Brian foi lançado ao chão por um golpe de Susana. Ele arqueou o corpo em forma de C, quase sem conseguir respirar devido à dor.
Susana resmungou friamente e, ao olhar para o obstáculo que, desde seus quinze anos, crescia tanto que nem conseguia ver os próprios pés, ficou corada. Pegou Brian pelo tornozelo, arrastando o "aproveitador" até a enfermaria.
Pouco depois, Brian, ainda machucado pelo erro de Susana, foi despido, teve eletrodos colados ao peito, mordeu um tubo respiratório e deitou-se obedientemente em um grande tanque de vidro cheio de líquido verde.
Não sabia qual era a composição daquele líquido, mas ao deitar-se, sentiu seu corpo dolorido ser inundado por uma sensação refrescante.
Após cerca de dez minutos, a médica que monitorava tudo bateu no vidro: “Pronto, a maior parte da radiação foi eliminada. Coma mais vegetais, evite exercícios e nada de atividades íntimas por duas semanas. Depois disso, seu corpo estará recuperado.”
Brian retirou o tubo da boca, movimentou-se e percebeu uma melhora significativa. Pegou a toalha que a médica lhe deu e, ignorando seu olhar reprovador, foi se secando e perguntou: “Esses raios amarelos fazem muito mal?”
A médica o encarou, intrigada por ele não saber disso, mas confirmou, considerando que ele foi trazido por Susana: “Sim, é uma forma violenta de detectar anômalos. Pessoas normais sofrem rápida deterioração celular após a exposição. Você pode considerar que perdeu alguns anos de vida.
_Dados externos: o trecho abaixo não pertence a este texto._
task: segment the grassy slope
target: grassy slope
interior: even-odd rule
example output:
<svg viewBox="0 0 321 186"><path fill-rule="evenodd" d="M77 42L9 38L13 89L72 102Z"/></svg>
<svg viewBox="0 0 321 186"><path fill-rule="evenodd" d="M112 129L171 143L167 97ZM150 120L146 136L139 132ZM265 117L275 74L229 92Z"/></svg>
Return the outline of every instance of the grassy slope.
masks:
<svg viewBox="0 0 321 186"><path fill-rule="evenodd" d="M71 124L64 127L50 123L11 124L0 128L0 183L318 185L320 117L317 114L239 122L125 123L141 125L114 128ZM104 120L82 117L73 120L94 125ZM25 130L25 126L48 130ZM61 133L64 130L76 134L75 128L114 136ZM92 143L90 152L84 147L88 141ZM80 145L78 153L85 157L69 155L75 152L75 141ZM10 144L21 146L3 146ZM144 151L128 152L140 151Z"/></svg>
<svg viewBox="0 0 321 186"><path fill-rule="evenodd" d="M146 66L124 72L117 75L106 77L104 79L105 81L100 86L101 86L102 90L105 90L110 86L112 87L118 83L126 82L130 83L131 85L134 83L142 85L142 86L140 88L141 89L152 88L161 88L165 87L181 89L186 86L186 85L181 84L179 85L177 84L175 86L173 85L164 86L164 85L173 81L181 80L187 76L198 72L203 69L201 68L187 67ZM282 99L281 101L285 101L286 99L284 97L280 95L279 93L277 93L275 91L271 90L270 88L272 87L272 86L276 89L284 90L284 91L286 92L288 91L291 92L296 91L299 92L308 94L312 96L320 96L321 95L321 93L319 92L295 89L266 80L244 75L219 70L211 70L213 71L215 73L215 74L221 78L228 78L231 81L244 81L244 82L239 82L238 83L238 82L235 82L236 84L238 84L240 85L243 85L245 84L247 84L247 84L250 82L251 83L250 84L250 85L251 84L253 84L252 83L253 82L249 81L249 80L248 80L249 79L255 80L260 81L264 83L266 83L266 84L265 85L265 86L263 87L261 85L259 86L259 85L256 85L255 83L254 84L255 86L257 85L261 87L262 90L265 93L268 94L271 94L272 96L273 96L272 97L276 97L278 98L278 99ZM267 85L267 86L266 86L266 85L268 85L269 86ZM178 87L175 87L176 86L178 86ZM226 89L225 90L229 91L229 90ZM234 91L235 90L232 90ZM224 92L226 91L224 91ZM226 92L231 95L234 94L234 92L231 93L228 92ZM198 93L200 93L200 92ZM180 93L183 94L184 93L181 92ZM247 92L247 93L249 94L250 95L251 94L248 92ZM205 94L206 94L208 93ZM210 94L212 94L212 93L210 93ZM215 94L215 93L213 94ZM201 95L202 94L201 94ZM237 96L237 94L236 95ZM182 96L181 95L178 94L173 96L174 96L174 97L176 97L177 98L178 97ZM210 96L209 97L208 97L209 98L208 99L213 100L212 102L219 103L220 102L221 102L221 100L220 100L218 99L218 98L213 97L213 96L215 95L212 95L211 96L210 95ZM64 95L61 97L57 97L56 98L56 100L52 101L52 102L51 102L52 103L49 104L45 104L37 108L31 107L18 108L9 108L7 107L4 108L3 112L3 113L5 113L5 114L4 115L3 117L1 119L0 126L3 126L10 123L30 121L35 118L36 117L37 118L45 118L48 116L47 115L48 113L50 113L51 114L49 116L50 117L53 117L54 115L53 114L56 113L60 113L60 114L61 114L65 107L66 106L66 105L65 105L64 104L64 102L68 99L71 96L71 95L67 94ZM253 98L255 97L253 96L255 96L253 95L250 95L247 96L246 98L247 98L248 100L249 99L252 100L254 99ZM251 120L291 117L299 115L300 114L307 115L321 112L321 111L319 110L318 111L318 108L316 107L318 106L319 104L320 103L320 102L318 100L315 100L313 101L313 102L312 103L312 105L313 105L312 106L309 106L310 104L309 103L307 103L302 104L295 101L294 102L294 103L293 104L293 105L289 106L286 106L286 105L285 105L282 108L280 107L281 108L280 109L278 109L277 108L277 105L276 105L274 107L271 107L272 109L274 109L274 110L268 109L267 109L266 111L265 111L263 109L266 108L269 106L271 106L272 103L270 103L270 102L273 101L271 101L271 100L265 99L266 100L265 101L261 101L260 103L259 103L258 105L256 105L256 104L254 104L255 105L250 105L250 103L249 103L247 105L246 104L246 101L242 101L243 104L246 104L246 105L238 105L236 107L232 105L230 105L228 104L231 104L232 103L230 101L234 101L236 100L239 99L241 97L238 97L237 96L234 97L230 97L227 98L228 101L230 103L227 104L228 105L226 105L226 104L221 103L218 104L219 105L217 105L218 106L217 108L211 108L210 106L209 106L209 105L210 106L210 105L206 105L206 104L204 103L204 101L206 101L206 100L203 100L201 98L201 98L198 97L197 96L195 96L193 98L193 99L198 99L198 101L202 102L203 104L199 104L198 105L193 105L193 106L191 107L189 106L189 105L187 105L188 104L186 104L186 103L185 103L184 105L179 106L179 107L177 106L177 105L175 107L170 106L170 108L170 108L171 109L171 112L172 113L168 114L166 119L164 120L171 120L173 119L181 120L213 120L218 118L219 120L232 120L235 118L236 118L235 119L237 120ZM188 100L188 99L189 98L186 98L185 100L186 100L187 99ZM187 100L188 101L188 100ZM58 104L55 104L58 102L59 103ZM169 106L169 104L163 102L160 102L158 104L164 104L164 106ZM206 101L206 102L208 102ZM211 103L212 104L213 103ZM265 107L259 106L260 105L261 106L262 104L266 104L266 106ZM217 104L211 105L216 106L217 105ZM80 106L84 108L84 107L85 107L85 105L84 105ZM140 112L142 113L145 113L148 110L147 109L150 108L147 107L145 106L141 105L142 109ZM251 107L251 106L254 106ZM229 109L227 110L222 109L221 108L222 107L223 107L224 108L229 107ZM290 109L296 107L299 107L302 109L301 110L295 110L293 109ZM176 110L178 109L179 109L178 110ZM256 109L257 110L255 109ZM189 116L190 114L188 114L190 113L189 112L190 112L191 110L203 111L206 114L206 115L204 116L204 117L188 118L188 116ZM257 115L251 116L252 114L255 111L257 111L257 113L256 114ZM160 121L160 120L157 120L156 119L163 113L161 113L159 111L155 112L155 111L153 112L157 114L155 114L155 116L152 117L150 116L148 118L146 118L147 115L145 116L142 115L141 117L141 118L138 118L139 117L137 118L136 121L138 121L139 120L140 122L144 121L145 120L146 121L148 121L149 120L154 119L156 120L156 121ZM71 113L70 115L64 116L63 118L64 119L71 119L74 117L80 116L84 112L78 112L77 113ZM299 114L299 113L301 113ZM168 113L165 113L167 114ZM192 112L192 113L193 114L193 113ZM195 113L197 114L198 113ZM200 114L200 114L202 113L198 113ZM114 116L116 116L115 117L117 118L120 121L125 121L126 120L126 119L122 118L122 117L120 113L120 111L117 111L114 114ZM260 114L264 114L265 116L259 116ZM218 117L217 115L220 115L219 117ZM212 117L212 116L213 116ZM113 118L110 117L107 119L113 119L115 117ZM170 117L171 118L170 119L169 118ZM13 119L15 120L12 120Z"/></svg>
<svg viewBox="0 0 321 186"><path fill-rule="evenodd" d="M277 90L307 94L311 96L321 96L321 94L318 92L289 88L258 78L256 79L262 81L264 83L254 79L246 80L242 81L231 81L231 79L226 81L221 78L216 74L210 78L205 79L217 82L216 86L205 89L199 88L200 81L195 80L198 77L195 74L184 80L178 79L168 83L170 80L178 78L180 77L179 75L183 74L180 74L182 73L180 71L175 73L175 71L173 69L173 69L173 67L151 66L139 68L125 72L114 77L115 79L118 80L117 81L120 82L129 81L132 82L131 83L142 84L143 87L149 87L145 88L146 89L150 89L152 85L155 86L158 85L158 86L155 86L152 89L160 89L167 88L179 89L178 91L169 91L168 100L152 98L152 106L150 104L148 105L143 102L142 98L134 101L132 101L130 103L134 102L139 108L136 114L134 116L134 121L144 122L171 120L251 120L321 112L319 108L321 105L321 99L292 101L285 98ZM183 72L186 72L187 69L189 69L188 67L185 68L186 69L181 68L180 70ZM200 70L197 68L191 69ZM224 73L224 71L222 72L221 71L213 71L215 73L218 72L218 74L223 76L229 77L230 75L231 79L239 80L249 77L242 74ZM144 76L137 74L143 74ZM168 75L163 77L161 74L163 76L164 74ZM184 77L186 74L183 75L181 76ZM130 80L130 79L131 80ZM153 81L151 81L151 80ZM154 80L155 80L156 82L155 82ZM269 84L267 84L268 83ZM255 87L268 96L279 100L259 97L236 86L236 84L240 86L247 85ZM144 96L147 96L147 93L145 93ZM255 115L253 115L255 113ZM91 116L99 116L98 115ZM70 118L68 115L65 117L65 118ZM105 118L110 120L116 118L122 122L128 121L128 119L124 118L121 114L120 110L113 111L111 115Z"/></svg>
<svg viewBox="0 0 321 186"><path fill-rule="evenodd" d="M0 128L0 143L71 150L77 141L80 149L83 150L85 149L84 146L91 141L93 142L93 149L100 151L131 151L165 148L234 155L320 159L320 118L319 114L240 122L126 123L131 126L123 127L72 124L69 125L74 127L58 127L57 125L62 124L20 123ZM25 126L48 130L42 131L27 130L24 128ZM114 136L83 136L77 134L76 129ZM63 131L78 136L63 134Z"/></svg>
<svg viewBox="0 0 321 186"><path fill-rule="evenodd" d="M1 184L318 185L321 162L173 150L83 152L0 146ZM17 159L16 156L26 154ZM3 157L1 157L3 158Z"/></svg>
Mas não se preocupe, Susana usou seu crédito para trocar pela solução de recuperação corporal, e veio a tempo, então o impacto foi mínimo.”
Susana...
Brian sentiu-se comovido.
Com sua percepção aguçada, ele não só lembrava da substância escura dentro de si, como também do que Susana fez e disse. Sabia que era o jeito dela, não um tratamento especial. Ainda assim, sentia-se afortunado por estar ao lado dela.
Além disso, graças ao diálogo entre Susana e Pável, finalmente compreendeu muitos fatos.
Anômalos...
Infiltrado número 132...
Esse era o segredo de seu tio!
Brian já nutria ódio mortal por aquele parente que o ameaçava. Agora, ao saber que fora usado como cobaia, e vendo Susana arriscar-se por ele, tomou uma decisão.
Iria contar a Susana sobre a ameaça que o tio lhe fizera ao ingressar na NW!
Quanto às consequências, não poderiam ser piores do que já eram.
Dessa vez, passou no teste por pura sorte.
Brian não acreditava que Pável realmente o deixaria em paz.
Se não resolvesse o problema do tio, como peça sem direito a recusar, nunca conseguiria escapar.